Die neuen XR- und XRM-Rahmen kommen mit zwei Flaschenhalteraufnahmen und sind für Einfach-Antriebe mit 30 bis 38 Zähnen am Kettenblatt optimiert. Eine kleine Führung hält die Kette an Ort und Stelle. Selbstverständlich werden die Züge und Leitungen für Fahrwerks-Remote, Schaltung und Bremsen im Rahmen geführt. Alle XR- und XRM-Bikes von Lapierre kommen mit dem neuen UDH-Schaltauge, 29-Zoll-Laufrädern und Boost-Standard. Die XR-Bikes verfügen über je 100 Millimeter Federweg an Heck und Front. In drei Modellvarianten zwischen 3799 Euro und 6899 Euro bietet Lapiere das XR an.

Das neue Lapierre XRM kommt mit 110 Millimeter Federweg hinten und 120-Millimeter-Gabel.
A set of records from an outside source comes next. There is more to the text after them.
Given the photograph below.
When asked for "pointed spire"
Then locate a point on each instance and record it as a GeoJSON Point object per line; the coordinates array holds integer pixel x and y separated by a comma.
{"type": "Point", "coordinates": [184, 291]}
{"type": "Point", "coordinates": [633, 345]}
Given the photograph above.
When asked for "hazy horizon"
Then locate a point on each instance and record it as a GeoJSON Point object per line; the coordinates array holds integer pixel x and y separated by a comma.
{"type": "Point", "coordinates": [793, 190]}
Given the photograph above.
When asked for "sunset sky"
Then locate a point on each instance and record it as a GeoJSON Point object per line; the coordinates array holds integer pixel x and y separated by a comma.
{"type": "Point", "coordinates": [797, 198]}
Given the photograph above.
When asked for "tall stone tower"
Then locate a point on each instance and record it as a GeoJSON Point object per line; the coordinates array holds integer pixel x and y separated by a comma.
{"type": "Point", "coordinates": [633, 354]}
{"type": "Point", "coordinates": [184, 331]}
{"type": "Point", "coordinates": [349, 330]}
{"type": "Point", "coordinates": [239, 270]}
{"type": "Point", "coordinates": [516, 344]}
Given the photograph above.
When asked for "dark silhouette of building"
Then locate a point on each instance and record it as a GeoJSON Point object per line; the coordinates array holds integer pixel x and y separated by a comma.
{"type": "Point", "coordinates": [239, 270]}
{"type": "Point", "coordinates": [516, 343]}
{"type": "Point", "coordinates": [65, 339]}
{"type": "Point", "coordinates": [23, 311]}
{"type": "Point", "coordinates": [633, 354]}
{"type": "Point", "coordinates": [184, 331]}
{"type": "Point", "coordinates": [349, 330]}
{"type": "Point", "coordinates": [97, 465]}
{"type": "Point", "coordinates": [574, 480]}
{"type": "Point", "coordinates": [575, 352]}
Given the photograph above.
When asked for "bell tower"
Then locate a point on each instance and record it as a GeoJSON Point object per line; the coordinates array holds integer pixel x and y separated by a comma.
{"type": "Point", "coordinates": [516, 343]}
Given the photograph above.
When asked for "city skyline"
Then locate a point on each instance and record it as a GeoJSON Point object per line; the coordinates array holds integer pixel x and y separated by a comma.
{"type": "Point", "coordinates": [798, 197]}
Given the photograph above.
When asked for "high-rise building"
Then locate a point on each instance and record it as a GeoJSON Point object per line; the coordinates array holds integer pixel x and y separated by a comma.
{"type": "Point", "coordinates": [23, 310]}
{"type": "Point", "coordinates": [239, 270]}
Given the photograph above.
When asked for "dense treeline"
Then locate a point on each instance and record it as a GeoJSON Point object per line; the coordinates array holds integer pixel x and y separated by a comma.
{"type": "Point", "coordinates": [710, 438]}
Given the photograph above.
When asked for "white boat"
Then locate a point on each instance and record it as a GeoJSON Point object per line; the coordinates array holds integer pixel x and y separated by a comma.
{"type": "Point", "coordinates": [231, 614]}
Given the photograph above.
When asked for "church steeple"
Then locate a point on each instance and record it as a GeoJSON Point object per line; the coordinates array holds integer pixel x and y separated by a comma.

Lapierre stattet alle XRM-Modelle mit versenkbarer Sattelstütze aus. Es gibt XRM-Modelle für 4099 Euro und 5199 Euro, eine edle Sonderedition zum 75. Firmenjubiläum kostet 8699 Euro.

  Kürzere Kettenstreben und längere Hauptrahmen versprechen mehr Laufruhe bergab bei gleichzeitig hoher Agilität im Wettkampf.Foto: Lapierre
Kürzere Kettenstreben und längere Hauptrahmen versprechen mehr Laufruhe bergab bei gleichzeitig hoher Agilität im Wettkampf.